Playstation 3 – August 6, 2013
Better late to the party than never, right? I love side-scrolling fantasy brawlers, so I was quite pleased to find Dragon’s Crown under my Christmas tree this past December. While I missed it upon its original release, Dragon’s Crown has long been on my to-do list. There are few things I love more than dashing to the right while slashing everything in sight; it’s as close as you can get to safely running with scissors.

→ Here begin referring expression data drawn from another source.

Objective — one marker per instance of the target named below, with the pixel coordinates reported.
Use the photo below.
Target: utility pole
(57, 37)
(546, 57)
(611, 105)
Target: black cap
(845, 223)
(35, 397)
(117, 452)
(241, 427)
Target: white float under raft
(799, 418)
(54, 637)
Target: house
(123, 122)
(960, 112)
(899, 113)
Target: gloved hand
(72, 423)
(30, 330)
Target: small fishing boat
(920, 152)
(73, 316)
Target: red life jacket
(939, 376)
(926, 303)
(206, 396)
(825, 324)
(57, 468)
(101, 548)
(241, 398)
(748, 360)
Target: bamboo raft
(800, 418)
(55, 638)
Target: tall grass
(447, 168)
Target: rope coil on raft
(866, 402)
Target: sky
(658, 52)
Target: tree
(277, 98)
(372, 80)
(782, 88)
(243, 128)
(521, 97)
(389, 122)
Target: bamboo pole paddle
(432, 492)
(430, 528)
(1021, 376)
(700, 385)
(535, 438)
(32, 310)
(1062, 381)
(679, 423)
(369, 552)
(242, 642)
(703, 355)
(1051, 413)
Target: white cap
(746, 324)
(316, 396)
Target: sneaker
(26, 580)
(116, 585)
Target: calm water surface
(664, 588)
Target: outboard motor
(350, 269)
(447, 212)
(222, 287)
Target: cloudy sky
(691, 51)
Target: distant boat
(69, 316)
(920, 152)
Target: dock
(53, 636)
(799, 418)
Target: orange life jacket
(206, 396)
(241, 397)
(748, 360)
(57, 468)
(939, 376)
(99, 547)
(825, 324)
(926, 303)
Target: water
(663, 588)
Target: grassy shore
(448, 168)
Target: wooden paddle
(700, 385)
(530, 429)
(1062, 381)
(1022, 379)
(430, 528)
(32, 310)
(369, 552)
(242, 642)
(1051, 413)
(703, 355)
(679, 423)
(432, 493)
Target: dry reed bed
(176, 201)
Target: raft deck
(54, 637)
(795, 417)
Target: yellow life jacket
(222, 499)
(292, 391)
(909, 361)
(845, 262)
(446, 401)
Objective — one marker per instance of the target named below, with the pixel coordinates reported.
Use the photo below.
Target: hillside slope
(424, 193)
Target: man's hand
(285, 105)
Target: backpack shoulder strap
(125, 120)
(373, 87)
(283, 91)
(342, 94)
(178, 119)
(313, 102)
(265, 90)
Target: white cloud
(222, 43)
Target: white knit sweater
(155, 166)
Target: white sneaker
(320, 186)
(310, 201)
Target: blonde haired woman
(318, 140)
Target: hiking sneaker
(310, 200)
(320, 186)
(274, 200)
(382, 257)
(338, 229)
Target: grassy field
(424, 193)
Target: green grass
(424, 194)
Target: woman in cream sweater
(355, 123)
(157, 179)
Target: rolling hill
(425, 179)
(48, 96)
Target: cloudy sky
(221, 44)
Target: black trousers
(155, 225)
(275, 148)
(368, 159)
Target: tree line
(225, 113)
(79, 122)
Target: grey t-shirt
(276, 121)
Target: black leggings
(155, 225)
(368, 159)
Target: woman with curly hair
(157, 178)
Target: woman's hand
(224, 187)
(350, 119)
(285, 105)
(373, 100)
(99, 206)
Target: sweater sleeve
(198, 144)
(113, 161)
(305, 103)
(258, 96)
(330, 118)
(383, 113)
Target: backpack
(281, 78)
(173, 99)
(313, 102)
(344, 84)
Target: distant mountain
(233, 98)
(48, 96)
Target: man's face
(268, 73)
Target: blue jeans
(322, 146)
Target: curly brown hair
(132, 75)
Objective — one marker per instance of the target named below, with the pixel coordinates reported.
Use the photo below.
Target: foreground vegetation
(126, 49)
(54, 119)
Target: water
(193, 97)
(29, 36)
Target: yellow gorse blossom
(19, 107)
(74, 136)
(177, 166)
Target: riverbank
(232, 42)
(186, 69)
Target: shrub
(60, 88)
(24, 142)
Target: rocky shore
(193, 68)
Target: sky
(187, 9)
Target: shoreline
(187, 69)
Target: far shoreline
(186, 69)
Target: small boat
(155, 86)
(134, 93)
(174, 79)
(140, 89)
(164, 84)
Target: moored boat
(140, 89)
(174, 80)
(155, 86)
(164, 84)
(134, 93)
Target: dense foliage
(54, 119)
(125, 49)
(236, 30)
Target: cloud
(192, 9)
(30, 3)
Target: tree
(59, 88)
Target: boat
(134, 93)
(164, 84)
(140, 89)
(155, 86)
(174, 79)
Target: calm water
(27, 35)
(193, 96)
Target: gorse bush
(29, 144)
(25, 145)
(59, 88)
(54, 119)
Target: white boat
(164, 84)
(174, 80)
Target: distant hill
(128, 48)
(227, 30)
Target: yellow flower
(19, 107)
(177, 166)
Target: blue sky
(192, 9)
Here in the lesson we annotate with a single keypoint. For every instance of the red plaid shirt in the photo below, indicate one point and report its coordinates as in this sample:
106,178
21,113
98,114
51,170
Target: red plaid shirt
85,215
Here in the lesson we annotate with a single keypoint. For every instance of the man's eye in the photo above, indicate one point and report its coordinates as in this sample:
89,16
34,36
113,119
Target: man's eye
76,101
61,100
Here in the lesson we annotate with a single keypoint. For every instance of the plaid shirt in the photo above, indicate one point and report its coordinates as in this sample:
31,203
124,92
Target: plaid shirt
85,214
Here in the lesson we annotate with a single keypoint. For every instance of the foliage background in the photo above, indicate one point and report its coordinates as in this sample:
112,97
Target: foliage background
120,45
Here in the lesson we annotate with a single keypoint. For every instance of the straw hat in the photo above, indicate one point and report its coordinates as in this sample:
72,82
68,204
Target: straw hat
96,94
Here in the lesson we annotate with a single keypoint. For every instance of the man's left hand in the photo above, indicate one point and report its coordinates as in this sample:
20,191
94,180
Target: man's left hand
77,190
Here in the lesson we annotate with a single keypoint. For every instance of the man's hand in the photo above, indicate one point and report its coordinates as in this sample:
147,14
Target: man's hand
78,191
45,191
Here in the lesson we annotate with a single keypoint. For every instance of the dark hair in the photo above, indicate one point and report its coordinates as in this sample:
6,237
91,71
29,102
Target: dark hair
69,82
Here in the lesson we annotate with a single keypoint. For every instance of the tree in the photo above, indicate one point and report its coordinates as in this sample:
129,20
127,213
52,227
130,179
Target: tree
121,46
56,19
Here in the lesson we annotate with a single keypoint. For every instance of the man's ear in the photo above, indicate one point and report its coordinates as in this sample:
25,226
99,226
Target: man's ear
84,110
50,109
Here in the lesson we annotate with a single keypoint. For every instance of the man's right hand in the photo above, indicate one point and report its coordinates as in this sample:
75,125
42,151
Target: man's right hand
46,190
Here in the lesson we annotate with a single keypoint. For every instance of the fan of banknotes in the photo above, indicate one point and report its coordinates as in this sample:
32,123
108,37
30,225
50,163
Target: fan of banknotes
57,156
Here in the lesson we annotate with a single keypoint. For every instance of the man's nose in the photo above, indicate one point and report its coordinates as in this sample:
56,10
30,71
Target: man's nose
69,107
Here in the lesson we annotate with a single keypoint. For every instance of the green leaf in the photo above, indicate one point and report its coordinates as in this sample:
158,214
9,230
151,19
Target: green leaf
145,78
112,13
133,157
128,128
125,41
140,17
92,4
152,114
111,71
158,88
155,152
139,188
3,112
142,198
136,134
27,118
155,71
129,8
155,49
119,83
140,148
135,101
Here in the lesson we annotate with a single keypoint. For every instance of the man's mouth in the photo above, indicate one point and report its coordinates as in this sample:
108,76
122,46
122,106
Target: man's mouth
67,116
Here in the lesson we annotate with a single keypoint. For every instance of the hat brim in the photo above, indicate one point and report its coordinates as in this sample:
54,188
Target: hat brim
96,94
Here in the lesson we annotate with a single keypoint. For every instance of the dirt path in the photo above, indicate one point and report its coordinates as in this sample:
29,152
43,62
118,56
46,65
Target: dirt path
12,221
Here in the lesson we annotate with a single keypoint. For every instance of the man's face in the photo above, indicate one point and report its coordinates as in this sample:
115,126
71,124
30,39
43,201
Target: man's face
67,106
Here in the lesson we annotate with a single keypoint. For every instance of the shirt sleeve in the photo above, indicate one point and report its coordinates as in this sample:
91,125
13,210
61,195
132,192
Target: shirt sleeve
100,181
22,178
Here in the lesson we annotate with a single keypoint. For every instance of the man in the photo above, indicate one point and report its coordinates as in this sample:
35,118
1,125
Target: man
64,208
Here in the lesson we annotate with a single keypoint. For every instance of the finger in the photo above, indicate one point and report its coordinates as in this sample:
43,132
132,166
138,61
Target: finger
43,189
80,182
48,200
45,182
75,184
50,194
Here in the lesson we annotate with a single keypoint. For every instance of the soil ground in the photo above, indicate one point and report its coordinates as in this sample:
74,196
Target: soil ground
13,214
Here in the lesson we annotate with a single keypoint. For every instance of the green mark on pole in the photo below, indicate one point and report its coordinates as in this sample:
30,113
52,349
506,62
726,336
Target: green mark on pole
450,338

Dragon’s Crown was directed by Capcom alumnus George Kamitani, who helped design such genre classics as Tower of Doom and Shadow Over Mystara. The game does not shy away from this pedigree; its packaging bills it as “George Kamitani’s stunning homage to classic fantasy gaming.” “Stunning,” is an apt descriptor. Dragon’s Crown is one of the rare PS3 games that supports 1080p, and nearly every screenshot looks like it could double as the cover for a Dungeon Master’s Guide.
Unfortunately, Dragon’s Crown’s stunning visuals can also work against it. In any 4-player brawler, it’s quite easy to lose track of your character when the action gets heated; any gamer old enough to have set foot in an arcade can attest to this fact. Dragon’s Crown is no exception to this rule, and its lavish visuals often exacerbate the problem. Keep an eye on the Dwarf (me) in the video below:
The astute observer will note that I am spending a lot of time flailing around like an asshole, targeting nothing in particular. That’s not because it’s my preferred method of attack (though it does seem to work well enough) – I just kept losing track of myself in the action. While you’ll get somewhat acclimated to the clutter over time, your character never stands out from the setting quite as distinctly as they should.

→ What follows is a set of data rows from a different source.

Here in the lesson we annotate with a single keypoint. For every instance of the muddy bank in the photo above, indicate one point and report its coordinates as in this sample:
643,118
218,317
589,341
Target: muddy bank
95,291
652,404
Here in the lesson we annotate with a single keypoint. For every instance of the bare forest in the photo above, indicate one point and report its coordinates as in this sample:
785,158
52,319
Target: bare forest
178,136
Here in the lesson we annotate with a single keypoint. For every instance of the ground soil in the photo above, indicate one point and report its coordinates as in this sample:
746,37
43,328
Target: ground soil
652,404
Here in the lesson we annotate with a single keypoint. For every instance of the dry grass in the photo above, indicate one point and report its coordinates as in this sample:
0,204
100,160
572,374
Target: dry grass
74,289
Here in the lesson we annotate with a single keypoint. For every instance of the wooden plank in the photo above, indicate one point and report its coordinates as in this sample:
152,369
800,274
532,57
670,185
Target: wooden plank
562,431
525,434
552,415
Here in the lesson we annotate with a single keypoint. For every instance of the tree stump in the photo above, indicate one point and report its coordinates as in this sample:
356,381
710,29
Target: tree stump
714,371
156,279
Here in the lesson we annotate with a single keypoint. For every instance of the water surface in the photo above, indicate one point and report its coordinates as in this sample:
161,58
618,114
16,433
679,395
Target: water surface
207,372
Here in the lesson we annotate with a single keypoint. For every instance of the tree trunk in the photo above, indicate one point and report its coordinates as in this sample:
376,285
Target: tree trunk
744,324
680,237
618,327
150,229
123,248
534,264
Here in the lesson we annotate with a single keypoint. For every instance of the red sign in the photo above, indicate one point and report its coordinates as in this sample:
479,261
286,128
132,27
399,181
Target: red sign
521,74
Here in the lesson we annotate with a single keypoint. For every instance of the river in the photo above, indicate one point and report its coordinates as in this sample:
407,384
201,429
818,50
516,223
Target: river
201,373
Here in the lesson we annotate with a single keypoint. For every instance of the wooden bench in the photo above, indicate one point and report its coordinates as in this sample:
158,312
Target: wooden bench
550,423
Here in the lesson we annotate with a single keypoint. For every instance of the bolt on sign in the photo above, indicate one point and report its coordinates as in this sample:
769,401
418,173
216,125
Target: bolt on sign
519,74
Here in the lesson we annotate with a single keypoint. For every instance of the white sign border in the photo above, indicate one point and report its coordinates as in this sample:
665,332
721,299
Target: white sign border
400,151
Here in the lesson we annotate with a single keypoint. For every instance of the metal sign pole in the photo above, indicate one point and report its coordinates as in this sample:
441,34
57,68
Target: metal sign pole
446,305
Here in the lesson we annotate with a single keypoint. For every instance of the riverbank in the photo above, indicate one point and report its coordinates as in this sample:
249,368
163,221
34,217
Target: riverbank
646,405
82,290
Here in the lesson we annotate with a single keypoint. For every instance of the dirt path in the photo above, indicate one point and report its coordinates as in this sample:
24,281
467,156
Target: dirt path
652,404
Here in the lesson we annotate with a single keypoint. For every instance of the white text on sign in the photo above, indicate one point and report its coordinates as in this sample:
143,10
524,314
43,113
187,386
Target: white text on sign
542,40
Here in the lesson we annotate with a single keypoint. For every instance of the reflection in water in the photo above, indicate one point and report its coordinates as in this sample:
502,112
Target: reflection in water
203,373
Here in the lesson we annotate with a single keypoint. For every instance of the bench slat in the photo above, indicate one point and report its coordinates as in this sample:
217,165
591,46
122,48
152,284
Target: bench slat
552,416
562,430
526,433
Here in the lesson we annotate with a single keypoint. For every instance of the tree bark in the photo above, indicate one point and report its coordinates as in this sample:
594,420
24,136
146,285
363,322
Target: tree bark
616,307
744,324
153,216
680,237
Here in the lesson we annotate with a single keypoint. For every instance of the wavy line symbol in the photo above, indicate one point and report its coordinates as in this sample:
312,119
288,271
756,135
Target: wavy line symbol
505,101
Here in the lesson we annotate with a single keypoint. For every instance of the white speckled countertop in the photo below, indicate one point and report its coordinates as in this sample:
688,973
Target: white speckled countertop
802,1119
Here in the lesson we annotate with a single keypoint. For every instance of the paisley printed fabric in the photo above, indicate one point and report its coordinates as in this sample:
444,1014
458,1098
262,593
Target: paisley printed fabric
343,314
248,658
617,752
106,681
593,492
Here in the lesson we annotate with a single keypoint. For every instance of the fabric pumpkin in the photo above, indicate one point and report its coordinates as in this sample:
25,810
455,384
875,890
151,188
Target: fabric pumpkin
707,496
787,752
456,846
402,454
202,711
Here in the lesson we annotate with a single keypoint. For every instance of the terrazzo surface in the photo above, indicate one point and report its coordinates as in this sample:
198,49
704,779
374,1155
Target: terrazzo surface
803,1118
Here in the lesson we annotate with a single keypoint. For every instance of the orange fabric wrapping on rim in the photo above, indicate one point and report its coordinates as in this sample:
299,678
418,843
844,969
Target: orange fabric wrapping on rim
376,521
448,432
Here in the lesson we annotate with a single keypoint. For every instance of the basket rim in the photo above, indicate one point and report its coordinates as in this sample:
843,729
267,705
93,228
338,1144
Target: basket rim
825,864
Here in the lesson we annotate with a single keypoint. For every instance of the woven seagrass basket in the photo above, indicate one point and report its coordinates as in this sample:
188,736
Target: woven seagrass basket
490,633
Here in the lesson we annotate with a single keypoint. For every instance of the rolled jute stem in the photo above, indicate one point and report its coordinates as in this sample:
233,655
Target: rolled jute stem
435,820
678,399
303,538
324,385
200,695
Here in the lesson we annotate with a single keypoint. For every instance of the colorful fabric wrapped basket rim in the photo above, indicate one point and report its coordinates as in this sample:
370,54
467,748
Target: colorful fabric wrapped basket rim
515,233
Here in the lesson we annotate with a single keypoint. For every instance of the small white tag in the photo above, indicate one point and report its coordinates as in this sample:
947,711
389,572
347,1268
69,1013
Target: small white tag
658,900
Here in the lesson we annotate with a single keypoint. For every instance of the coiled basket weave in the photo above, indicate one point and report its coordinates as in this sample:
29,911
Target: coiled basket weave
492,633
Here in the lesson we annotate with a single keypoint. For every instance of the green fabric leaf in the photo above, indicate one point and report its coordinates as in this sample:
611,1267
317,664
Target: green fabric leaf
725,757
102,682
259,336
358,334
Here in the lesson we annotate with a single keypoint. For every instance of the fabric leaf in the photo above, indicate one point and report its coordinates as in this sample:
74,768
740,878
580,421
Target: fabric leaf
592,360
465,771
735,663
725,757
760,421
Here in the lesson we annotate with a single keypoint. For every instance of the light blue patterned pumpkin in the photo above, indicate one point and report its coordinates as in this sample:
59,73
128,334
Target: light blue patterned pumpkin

Clutter aside, while there’s nothing mind-blowing about the minute-to-minute gameplay in Dragon’s Crown, it’s more than serviceable. Vanillaware brings no stunning innovations to the table, but Dragon’s Crown is, at its core, a wonderfully mind-numbing fantasy brawler. It feels astonishingly similar to its spiritual predecessor, the aforementioned Shadow Over Mystara.

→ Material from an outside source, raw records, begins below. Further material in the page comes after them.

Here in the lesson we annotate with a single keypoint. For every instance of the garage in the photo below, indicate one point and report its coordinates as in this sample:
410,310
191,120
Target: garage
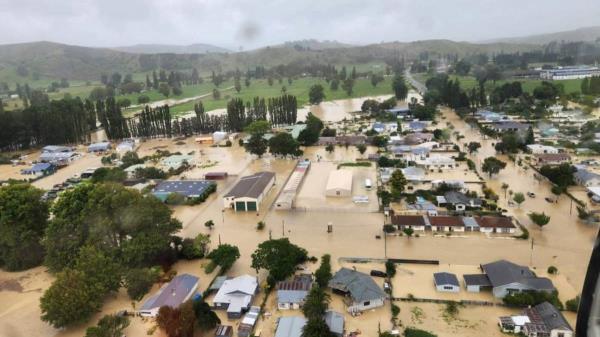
240,206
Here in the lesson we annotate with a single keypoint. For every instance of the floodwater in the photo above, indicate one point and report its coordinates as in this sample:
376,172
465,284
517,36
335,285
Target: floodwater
565,242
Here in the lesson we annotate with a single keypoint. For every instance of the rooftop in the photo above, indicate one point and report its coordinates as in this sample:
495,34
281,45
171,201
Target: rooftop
251,186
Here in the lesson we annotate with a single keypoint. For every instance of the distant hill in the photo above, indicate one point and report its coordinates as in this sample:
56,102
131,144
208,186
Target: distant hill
312,44
54,60
586,34
196,48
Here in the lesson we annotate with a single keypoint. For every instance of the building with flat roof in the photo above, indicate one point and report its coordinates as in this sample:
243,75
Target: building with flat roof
339,183
249,192
173,294
186,188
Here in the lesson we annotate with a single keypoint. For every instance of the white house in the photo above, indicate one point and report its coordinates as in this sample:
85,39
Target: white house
249,192
446,282
236,295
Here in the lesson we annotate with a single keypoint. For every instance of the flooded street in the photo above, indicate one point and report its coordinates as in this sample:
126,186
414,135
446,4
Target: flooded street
564,242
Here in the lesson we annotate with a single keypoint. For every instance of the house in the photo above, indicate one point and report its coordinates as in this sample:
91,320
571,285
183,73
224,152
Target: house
446,282
378,127
58,158
127,145
436,162
586,178
236,295
291,294
506,277
364,293
495,224
176,161
551,158
224,331
446,224
541,320
335,322
539,149
99,147
414,222
215,175
290,326
173,294
40,169
187,188
218,136
131,170
249,192
248,322
507,126
459,201
339,183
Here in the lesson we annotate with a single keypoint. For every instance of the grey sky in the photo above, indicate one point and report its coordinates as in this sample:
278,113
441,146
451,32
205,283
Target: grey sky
235,23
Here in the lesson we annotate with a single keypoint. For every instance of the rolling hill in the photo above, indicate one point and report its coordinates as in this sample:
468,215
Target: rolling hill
586,34
196,48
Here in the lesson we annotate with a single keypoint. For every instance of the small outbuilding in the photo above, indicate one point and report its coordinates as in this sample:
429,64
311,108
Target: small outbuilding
446,282
339,183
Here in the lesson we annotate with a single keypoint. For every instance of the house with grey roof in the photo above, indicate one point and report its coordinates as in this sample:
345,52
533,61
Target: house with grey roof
235,295
446,282
506,278
173,294
538,321
291,294
249,192
361,291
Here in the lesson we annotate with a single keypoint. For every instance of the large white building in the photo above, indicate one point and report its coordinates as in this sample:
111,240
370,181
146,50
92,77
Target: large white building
569,73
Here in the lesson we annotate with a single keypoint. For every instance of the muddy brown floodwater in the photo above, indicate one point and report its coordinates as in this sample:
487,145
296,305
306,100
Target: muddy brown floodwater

It’s clear that the talented artists at Vanillaware poured a lot of love into Dragon’s Crown (just take a look at the gallery at the end of this post). In fact, maybe they poured a little too much love into this project. At times, it seems as though Kamitani and his crew were vying for the title of “world’s most talented perverts.” You know, on second thought, I don’t even think anybody is even punching in their weight class.
“Hey boss, I finished the concept art for the dragonkin.”
“Can you put boobs on it?”
“What? Uh… well, I guess.”
“Did you put boobs on it?”
“Back to the salt mines, Yoshi.”
Dragon’s Crown’s art style is well-worn territory on the Internet, so I’ll simply say that I found that it detracted from what was otherwise a perfectly enjoyable game. Dragon’s Crown is a game that wants you to play it for hours on end – a single playthrough took me just under 20 hours. It’s difficult to want to play more than that when you have to deal with the shame of explaining things like this to your wife:
All that aside, I enjoyed my time with Dragon’s Crown. It’s got a few issues, but it’s a solid entry in a genre that doesn’t get a lot of love these days. If you’ve got any love for 2D brawlers, it’s well worth the $19.99 they are selling it for these days.